Après deux années de prépa, l’une à Clermont-Ferrand (lycée Blaise-Pascal), l’autre à Paris (lycée Stanislas), c’est au cours du service militaire, effectué dans la marine, que le jeune homme est à nouveau confronté à la magie du phytoplancton. Malgré le mal de mer, il navigue dans le golfe de Guinée au titre de la mission Corymbe et accompagne le pacha de son navire dans ses rendez-vous protocolaires.

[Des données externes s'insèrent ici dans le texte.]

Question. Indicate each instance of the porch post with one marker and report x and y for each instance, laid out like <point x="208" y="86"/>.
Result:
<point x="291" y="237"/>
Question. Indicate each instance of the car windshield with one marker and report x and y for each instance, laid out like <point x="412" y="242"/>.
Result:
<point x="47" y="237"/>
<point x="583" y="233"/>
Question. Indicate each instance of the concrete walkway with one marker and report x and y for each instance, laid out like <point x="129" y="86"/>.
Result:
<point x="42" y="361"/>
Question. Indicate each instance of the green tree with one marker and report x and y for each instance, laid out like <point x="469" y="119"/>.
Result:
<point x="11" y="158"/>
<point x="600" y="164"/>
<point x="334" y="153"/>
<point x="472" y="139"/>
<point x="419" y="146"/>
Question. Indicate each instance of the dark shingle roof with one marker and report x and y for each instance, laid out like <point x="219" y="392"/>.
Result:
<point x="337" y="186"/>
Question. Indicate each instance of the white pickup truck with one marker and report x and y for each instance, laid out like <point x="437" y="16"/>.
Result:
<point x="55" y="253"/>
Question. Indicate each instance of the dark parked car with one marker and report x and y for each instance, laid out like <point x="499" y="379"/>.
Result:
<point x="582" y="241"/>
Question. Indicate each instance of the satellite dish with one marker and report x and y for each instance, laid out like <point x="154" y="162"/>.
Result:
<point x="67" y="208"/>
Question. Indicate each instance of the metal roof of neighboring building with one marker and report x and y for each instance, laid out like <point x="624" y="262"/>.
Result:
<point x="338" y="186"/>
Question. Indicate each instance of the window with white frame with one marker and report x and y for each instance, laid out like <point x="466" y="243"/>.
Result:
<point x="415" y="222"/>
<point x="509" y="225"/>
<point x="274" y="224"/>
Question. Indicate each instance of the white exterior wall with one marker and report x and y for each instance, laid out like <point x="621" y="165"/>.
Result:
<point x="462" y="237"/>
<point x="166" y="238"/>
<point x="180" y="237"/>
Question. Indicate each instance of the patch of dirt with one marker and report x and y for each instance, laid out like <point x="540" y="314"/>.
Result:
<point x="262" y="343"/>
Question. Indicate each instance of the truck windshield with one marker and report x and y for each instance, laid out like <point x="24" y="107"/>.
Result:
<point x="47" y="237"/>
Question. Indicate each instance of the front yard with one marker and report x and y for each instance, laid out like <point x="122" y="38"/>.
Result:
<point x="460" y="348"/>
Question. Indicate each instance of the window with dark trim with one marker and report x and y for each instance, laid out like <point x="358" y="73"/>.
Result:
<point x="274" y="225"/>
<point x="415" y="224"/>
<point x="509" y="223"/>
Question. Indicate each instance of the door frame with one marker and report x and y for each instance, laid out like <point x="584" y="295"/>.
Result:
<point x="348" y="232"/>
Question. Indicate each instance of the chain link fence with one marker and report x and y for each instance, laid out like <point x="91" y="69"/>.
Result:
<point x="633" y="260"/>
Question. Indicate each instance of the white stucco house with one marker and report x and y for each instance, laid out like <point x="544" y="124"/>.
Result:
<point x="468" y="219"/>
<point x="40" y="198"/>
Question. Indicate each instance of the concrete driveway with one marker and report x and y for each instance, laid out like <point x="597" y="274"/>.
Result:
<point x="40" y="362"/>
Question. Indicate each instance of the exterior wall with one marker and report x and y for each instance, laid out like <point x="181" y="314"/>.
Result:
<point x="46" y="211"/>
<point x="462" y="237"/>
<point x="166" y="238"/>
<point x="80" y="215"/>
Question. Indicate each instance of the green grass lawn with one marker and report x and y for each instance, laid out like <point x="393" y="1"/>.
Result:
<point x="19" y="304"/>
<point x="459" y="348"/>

Mais ce n’est ni en mer ni dans les opulents palais ministériels qu’il renoue avec la biologie marine, non, c’est dans les bases de Toulon et de Brest, aux murs desquels sont accrochées de magnifiques photographies de plancton : ce choc esthétique sera essentiel.
De par le vaste monde…
À l’X, par curiosité, Adrien Burlacot reprend des cours de biologie, travaille sur un projet de bactéries dévoreuses de plastique, envisage même d’en étudier les applications pratiques au sein d’une start-up, mais les investisseurs ne sont pas au rendez-vous. Il apprend alors que la King Abdullah University of Science and Technology accueille des stagiaires polytechniciens. « J’aimerais étudier le phytoplancton de la mer Rouge », leur écrit-il, et le voici qui débarque dans ce campus ultramoderne, forteresse de savoir juchée entre le désert et un petit village de pêcheurs. Il passe alors des heures à étudier des microalgues (essayant de prouver, ce qui ne sera pas le cas, que la résistance des phytoplanctons aux virus est proportionnelle à leur taille) et décide de leur consacrer la suite de sa carrière.

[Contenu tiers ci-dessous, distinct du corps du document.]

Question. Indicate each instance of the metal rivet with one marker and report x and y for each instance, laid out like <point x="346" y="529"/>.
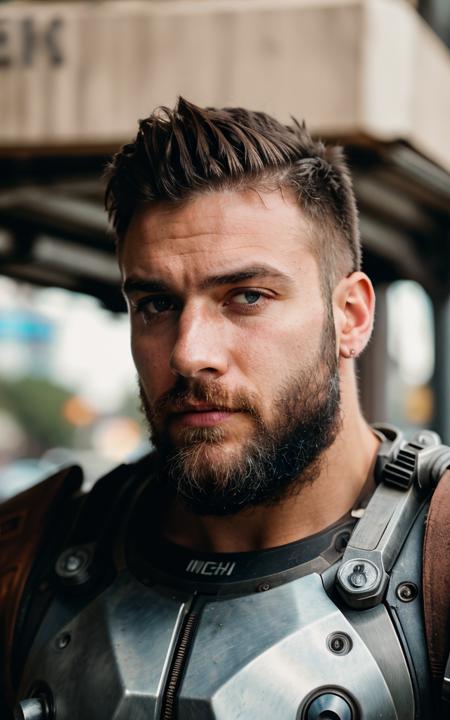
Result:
<point x="407" y="591"/>
<point x="74" y="566"/>
<point x="43" y="586"/>
<point x="339" y="643"/>
<point x="62" y="641"/>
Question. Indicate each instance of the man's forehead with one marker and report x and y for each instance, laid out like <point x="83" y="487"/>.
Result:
<point x="247" y="212"/>
<point x="214" y="232"/>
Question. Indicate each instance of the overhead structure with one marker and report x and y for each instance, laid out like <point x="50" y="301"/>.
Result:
<point x="75" y="76"/>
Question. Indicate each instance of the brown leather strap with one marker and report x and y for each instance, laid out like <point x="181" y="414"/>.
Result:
<point x="436" y="578"/>
<point x="23" y="520"/>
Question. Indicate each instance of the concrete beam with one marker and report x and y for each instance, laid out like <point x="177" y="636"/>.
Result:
<point x="78" y="75"/>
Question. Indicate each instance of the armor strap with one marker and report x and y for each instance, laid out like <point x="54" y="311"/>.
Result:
<point x="24" y="519"/>
<point x="436" y="580"/>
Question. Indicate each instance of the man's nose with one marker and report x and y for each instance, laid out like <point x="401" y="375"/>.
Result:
<point x="200" y="344"/>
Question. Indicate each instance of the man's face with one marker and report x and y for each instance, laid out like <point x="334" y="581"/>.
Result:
<point x="234" y="345"/>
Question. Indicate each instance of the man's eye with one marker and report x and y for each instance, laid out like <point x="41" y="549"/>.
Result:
<point x="249" y="297"/>
<point x="155" y="305"/>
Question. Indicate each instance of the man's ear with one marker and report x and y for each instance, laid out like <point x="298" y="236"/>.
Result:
<point x="354" y="308"/>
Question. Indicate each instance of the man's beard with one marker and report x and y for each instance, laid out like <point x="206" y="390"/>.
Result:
<point x="277" y="460"/>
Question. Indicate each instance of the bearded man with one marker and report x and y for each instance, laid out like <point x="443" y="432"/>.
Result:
<point x="223" y="576"/>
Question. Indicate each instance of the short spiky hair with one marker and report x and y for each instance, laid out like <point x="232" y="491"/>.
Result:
<point x="180" y="153"/>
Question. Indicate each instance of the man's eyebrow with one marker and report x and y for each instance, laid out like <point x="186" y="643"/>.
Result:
<point x="247" y="273"/>
<point x="252" y="272"/>
<point x="133" y="285"/>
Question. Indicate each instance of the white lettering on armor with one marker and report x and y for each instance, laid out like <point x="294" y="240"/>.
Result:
<point x="210" y="567"/>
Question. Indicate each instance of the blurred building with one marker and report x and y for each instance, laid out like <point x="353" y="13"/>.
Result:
<point x="372" y="74"/>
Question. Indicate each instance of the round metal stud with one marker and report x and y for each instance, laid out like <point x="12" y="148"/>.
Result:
<point x="339" y="643"/>
<point x="329" y="706"/>
<point x="358" y="575"/>
<point x="74" y="565"/>
<point x="407" y="591"/>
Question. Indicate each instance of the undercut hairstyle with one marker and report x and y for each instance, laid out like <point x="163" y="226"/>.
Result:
<point x="181" y="153"/>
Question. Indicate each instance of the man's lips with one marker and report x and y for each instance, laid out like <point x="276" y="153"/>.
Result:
<point x="201" y="415"/>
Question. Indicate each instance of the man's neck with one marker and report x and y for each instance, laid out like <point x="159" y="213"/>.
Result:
<point x="344" y="470"/>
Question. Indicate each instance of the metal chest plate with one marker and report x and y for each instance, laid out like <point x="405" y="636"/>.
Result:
<point x="265" y="655"/>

In extremis, il renonce à un cursus de biotechnologie en Suède pour s’inscrire au master de biologie des plantes de l’Université Paris-Saclay. « Je ne connaissais rien sur les plantes, tout le monde se moquait gentiment de moi », se souvient-il. Mais qu’importe ? Il rattrape vite son retard et peut rejoindre à Cadarache un laboratoire spécialisé dans ces microalgues qui lui sont chères. Il y fera sa thèse, sur les mécanismes de la photosynthèse au sein de ces minuscules composés aquatiques, puis, après un petit détour par l’université de Californie à Berkeley, sera recruté par la Carnegie Institution pour monter son laboratoire et y mener librement ses recherches.
Sauver le monde ?
Face au défi que représente le dérèglement climatique, on lui demande naïvement où il se situe, entre ceux qui pensent que la science sauvera le monde et ceux qui estiment que la décroissance est notre seule issue. « Il est toujours délicat de prévoir si des recherches scientifiques peuvent déboucher sur des solutions concrètes, répond-il. Mais au moins elles permettent de faire des choix éclairés : quelles plantes cultiver avec le meilleur rendement, dans le climat que connaîtra Clermont-Ferrand en 2050 ? »

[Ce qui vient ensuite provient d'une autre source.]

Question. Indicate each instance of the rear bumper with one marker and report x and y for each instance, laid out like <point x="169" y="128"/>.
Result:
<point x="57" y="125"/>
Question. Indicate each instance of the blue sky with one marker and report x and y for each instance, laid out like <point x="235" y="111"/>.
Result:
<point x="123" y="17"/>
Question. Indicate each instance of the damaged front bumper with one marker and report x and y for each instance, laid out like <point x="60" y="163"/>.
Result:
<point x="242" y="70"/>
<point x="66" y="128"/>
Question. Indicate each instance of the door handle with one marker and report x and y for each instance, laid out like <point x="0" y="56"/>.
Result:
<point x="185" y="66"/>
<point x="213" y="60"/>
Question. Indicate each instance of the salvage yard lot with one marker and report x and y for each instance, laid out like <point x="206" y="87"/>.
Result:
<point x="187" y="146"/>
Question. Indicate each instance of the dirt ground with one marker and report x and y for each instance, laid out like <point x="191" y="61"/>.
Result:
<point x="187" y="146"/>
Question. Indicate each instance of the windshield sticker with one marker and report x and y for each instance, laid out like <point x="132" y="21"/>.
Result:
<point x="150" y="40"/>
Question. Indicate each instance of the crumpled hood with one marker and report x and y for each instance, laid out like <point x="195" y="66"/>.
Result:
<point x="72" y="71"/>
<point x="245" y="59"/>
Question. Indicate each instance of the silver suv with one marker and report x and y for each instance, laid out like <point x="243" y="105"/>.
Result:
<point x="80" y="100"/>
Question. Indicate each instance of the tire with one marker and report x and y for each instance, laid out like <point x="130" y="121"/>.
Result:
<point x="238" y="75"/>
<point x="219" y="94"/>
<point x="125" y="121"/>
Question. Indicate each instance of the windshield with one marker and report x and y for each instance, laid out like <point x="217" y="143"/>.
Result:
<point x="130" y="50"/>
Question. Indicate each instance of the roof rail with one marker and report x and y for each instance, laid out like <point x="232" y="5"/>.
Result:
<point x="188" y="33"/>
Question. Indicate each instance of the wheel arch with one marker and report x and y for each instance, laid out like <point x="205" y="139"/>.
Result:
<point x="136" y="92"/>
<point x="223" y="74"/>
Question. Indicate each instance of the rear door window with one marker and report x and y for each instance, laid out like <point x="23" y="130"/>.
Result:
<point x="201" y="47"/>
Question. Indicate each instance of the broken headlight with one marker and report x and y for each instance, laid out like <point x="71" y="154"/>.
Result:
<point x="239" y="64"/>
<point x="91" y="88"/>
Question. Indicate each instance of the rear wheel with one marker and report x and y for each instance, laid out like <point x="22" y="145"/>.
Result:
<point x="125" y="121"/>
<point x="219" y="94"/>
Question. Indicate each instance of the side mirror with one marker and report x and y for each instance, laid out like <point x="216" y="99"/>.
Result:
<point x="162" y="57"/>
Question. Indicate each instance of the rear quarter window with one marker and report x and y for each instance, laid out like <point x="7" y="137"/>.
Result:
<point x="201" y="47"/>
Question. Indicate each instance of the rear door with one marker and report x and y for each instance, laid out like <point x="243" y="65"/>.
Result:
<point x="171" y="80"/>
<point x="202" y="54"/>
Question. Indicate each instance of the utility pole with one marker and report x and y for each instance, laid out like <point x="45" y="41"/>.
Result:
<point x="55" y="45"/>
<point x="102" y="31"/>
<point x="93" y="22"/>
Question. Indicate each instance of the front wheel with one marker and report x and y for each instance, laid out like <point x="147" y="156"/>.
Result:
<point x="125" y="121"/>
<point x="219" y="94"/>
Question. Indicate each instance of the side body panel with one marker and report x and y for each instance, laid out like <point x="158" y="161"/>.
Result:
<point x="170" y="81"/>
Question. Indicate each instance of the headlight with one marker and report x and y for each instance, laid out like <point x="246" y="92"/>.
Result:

“Quelles plantes cultiver avec le meilleur rendement, dans le climat que connaîtra Clermont-Ferrand en 2050 ?”
Un dernier détail, plus personnel. On lui demande ce que fait sa compagne, rencontrée pendant sa thèse. « Elle étudie aussi les microalgues et leur capacité à transformer l’azote atmosphérique en ammonium. Un problème relativement peu médiatisé, mais encore plus important que celui du CO2 », répond-il en esquissant un sourire à la fois malicieux et confiant.